Individuals at risk of influenza related complications include those with
chronic respiratory, heart, liver or kidney disease, and the immunosuppressed, as well as all individuals over the age of 64 years [10]. Although at risk individuals are BI 2536 in vitro currently targeted for seasonal vaccination in England and Wales and a number of other European countries, vaccination rates in most countries are suboptimal although coverage of the elderly is often better than that of clinical risk groups [11] and [12]. A recent survey has shown that vaccination rates in the elderly differ considerably across Europe [12], being highest in the UK (70.2%) and lowest in Eastern European countries such as Poland (13.9%). Furthermore, evidence is accumulating that vaccination of the elderly with an inactivated vaccine offers only partial protection. Reported estimates of vaccine effectiveness vary widely in the elderly, ranging from 20% to over 50% [13] and [14]. Vaccination rates in individuals with a chronic medical JQ1 order condition considered at a high risk
of developing complications due to influenza are also low, ranging from 56% in the UK to 11% in Poland. Vaccination rates have increased marginally over the last few years. Non-vaccinated individuals constitute a hard to reach group. In those EU member states where vaccination rates are low due to the absence of funding, childhood vaccination may be an attractive option.
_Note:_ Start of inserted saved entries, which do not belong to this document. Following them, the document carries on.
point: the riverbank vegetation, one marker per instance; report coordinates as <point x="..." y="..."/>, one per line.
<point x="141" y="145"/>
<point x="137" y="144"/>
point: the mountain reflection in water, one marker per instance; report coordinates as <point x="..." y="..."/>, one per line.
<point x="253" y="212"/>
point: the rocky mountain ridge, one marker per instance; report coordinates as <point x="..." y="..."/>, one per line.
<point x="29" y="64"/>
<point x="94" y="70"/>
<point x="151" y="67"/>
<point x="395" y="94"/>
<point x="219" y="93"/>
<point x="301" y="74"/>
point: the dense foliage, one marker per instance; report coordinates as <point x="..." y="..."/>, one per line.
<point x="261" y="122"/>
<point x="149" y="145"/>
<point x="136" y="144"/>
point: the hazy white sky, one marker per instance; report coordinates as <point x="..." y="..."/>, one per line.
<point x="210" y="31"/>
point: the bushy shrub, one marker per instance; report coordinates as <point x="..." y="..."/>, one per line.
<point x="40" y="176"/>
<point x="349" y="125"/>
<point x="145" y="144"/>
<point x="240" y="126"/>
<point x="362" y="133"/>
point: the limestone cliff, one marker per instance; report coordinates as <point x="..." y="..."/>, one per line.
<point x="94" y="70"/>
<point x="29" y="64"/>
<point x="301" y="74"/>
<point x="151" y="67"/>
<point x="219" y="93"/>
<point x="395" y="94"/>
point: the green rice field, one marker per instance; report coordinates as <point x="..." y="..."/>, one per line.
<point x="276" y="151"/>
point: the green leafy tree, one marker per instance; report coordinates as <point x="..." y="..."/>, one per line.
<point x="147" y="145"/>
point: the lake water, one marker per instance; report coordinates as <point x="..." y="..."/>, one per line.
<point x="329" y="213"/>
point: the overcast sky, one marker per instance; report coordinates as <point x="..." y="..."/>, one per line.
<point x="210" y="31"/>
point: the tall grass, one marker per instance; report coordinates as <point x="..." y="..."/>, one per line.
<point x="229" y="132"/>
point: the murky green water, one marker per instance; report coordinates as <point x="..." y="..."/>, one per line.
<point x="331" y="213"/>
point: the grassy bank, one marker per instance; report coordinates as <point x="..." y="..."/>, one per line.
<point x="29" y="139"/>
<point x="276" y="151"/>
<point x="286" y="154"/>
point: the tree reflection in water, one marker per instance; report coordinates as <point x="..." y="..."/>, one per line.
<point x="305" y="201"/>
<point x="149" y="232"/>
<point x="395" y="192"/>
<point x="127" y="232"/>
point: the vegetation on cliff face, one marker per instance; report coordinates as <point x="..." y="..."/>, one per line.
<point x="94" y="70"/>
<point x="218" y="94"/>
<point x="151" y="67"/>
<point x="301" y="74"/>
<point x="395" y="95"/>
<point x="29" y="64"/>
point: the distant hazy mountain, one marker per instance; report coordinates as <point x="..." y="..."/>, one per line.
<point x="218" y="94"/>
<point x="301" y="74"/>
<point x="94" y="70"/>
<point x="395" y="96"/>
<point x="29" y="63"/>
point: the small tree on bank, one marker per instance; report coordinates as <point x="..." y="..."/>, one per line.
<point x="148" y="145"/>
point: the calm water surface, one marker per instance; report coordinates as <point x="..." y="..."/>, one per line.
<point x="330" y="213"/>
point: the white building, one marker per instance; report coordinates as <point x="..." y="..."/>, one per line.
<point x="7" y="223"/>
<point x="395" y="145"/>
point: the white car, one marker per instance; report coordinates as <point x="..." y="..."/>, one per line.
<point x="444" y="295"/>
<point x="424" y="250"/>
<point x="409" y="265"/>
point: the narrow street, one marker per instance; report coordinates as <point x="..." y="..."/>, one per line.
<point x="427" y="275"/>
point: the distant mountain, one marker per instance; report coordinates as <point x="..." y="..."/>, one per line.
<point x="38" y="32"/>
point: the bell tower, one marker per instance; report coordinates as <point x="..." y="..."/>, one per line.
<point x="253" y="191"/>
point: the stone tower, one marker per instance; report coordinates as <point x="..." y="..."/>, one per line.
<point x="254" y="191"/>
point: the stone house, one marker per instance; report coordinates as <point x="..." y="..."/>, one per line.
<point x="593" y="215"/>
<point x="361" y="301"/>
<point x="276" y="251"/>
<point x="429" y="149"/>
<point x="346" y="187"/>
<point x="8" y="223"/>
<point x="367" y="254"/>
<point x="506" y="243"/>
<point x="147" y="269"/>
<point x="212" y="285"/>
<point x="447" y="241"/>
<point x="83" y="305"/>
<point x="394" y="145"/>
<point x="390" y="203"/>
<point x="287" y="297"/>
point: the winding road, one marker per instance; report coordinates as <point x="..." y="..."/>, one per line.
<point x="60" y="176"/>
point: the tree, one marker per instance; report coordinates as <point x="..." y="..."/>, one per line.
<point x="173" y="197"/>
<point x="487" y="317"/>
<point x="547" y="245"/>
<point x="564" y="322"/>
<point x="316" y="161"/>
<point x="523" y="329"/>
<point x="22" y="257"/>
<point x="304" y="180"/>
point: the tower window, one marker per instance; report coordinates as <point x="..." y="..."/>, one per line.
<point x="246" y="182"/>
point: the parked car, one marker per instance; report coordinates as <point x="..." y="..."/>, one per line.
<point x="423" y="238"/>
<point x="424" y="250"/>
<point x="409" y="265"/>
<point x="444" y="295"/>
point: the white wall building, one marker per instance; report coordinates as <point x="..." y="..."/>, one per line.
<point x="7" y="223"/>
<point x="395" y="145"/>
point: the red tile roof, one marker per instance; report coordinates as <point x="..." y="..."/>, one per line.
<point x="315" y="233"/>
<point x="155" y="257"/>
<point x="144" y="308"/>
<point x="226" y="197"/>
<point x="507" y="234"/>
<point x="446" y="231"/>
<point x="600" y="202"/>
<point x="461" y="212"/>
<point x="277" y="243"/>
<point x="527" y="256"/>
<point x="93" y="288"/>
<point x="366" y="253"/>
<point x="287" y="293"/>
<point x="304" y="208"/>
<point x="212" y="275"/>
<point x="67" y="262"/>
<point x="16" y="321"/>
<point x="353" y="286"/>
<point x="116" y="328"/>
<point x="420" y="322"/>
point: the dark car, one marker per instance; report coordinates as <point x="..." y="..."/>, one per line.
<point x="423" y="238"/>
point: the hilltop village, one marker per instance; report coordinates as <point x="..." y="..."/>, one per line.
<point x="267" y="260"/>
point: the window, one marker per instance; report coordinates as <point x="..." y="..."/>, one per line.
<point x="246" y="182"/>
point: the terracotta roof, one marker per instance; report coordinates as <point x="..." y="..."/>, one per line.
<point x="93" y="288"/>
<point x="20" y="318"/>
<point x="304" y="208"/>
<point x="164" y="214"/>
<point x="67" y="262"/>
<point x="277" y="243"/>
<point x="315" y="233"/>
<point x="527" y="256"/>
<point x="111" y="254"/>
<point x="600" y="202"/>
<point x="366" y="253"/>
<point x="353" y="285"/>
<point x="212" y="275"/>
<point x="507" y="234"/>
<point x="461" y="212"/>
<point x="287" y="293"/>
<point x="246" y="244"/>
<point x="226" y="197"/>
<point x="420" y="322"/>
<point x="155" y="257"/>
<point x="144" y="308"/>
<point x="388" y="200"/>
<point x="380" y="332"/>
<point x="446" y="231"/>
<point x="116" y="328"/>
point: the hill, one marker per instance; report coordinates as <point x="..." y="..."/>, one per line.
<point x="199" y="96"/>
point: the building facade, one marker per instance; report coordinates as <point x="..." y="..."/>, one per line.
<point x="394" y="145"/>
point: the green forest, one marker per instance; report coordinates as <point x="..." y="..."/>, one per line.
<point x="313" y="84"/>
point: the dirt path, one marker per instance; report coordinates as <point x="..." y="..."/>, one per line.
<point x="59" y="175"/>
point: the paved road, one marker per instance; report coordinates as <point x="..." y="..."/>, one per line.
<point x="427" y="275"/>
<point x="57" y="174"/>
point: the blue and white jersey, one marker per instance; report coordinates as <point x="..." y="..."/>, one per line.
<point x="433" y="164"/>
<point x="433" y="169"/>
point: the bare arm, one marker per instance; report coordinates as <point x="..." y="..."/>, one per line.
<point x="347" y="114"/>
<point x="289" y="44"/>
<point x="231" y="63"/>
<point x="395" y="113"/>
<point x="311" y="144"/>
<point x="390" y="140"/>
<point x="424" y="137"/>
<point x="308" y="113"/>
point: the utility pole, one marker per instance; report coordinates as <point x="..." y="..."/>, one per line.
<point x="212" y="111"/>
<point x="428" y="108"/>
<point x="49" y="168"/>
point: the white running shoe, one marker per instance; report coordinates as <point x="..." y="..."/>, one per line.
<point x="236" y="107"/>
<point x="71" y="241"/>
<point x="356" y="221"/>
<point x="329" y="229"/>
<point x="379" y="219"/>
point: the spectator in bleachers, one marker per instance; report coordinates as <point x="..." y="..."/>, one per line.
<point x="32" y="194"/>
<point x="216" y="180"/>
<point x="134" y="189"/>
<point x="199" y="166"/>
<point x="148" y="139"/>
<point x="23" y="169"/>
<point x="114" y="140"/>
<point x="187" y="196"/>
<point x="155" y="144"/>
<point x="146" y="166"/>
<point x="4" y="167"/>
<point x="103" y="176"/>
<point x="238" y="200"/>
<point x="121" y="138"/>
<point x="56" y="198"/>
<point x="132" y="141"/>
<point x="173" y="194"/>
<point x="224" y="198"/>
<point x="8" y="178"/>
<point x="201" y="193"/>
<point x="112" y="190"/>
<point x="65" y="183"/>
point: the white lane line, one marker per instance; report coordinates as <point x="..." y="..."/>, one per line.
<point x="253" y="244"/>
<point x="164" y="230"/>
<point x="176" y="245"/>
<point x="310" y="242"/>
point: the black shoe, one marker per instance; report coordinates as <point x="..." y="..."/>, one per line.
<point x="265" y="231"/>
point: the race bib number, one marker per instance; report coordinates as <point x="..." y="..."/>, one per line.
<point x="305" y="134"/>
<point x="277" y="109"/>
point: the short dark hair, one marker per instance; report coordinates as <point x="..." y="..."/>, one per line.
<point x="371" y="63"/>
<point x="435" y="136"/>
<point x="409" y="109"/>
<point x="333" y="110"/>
Provided adequate coverage is achieved, not only will children be protected but herd immunity could offer protection to at risk groups across the age ranges. The aim of this paper is to estimate the
potential clinical impact of paediatric influenza vaccination in England and Wales. Specific objectives were to develop a demographic model of England and Wales, to capture the population structure over time, and to create a dynamic transmission model simulating the transmission of influenza and the current influenza vaccination policy. A set of risk functions were developed to translate the Astemizole incidence of infection into clinical outcomes. The resulting model was used to estimate the impact of vaccinating pre-school and school aged children with a live attenuated influenza vaccine. Clinical impact was quantified as the mean annual number of averted influenza infections and the related general practice consultations, hospitalisations and deaths, over a 15-year time horizon. The model adopts a realistic age structure (RAS), starting with population data for England and Wales in 1980, provided by the Office for National Statistics (ONS). These data are single year of age stratified population numbers [15].